Close Reading Introduction

I feel like Rita Dove’s introduction to The Penguin Anthology of Twentieth Century American Poetry was incredibly detailed and helpful, useful background information to the book. I think it’s important for readers to read it before reading the book. And it’s also useful because while reading the book you can go back through and reference it for details. It’s amazing that she was able to summarize all that information into around twenty pages. I find it crazy that she was able to study and analyze all that took place in a hundred years because so much took place. Throughout the era that she studied and wrote about many things took place such as women fighting for equality, the civil rights era, world war one, world war two, and the cold war. Not only was there many social and economic reforms but there were also many creative revolutions and evolutions throughout the time such as the harlem Renaissance. And throughout all this time the art and styles of poetry changed tremendously. So Rita Dove had an abundance of things to learn, write about, and include in her book. She talks in the intro about her struggle with writing the introduction and says “I thought the forward would be the easy part… and I should have written right then, before rereading, discovering, misplacing notes; before tracking down copyright dates, crunching numbers-” So I completely realize how much of a struggle it must’ve been to write this introduction and I admire her work. 

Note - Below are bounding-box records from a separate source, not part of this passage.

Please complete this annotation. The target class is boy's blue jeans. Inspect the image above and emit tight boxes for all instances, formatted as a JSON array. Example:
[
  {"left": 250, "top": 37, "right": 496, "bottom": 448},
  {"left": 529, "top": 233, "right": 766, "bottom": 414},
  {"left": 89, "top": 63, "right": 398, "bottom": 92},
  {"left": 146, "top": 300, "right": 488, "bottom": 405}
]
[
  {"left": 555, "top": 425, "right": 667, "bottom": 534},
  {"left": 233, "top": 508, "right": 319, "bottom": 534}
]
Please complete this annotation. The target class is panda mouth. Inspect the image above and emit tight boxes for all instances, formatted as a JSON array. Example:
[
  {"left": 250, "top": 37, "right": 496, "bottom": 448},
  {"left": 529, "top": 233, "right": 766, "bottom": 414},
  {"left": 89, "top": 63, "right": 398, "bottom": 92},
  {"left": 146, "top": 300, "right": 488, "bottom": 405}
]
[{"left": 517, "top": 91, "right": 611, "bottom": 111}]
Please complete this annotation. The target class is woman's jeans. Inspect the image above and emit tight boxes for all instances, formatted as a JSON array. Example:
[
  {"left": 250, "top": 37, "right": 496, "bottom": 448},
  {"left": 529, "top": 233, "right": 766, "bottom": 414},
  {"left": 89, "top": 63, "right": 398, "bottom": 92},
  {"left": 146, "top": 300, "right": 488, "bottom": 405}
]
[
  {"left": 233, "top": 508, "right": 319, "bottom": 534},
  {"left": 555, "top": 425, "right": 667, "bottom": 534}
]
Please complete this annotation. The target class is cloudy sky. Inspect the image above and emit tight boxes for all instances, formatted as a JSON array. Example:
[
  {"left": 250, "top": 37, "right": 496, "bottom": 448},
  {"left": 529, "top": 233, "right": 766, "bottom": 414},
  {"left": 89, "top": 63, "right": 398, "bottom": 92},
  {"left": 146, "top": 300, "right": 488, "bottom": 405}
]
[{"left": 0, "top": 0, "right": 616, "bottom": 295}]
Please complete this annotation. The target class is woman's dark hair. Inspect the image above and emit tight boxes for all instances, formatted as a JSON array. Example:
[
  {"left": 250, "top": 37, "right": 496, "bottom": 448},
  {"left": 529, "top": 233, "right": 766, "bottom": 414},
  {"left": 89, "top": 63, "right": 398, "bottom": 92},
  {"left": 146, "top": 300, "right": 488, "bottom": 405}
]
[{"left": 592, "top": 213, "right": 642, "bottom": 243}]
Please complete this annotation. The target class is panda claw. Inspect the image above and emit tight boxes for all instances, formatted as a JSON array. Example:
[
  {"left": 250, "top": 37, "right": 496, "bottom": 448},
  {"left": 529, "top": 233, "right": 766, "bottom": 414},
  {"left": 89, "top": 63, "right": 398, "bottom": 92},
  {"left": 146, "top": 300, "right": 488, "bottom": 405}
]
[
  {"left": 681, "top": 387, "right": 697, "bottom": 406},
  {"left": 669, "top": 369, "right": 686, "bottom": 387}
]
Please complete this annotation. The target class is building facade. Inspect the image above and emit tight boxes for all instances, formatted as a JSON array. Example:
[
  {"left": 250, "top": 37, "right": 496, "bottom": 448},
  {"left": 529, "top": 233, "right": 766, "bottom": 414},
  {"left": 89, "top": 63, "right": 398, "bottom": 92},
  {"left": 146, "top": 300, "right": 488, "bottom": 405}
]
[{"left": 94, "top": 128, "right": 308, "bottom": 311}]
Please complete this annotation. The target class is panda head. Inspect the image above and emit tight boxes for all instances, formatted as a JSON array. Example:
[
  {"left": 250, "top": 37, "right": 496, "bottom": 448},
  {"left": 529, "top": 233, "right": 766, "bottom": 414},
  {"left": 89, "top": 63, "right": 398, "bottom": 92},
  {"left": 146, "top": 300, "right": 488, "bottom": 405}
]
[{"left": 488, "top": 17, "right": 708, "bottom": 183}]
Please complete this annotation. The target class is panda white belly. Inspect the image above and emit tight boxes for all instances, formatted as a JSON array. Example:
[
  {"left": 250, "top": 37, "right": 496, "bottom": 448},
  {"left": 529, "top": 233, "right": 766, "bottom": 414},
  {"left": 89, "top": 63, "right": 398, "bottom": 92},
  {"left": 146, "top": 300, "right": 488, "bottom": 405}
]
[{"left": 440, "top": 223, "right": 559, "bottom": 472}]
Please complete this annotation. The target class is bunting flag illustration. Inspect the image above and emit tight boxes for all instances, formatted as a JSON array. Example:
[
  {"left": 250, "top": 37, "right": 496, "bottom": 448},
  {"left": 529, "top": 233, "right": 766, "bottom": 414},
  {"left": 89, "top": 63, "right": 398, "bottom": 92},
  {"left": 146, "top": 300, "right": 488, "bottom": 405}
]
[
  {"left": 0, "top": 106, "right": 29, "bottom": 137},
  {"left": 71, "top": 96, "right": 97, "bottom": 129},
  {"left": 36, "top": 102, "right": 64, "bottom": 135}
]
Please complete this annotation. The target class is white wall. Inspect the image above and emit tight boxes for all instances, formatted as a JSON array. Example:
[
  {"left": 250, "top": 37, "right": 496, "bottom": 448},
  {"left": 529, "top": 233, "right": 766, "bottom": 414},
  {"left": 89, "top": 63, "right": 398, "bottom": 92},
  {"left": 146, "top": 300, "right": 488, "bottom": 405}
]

In class when we split up into groups to analyze and do close readings of the different parts of the introduction, something that stood out to me in the section we read was the change in style of how poets were writing over the years. There was a big shift in style. Poets were switching it up because they were “no longer indebted to the old British” way of writing. Also African American influencers were become mainstream, blues and jazz turned into scat and howl became present changing poetry as well. Howl changed the presentation of poetry.

Another part that stood out to me in this introduction was the inclusion of Rita Dove mentioning the amount of poets committing suicide. And I don’t know if it was related to the things that the poets had  been through because like I mentioned earlier there was a lot that went on throughout that era but I just thought the similarities were interesting. Something else I found interesting was that Rita Dove could not include certain poets in her book because of copyright on their work and at the same time I wonder if that changed the message she’s giving in the book. But I like how she gave an explanation as to why she couldn’t include those people.

I liked how Rita Dove wrote the introduction by making every different section short and sweet but at the same time because she covered so much information it was also confusing and some parts. Something else that confused me is that it wasn’t in chronological order by the years because she was talking about the different moments in history one at a time. But I like how she included quotes to start off each section I feel like because every quote related to the text beneath it, it kind of gave you an insight of what the next section would be about. 

And in conclusion I liked how Rita Dove wrote the entire thing like she was talking to you and how the introduction started and finished like she was personally writing you a letter. I am looking forward to reading the rest of the book.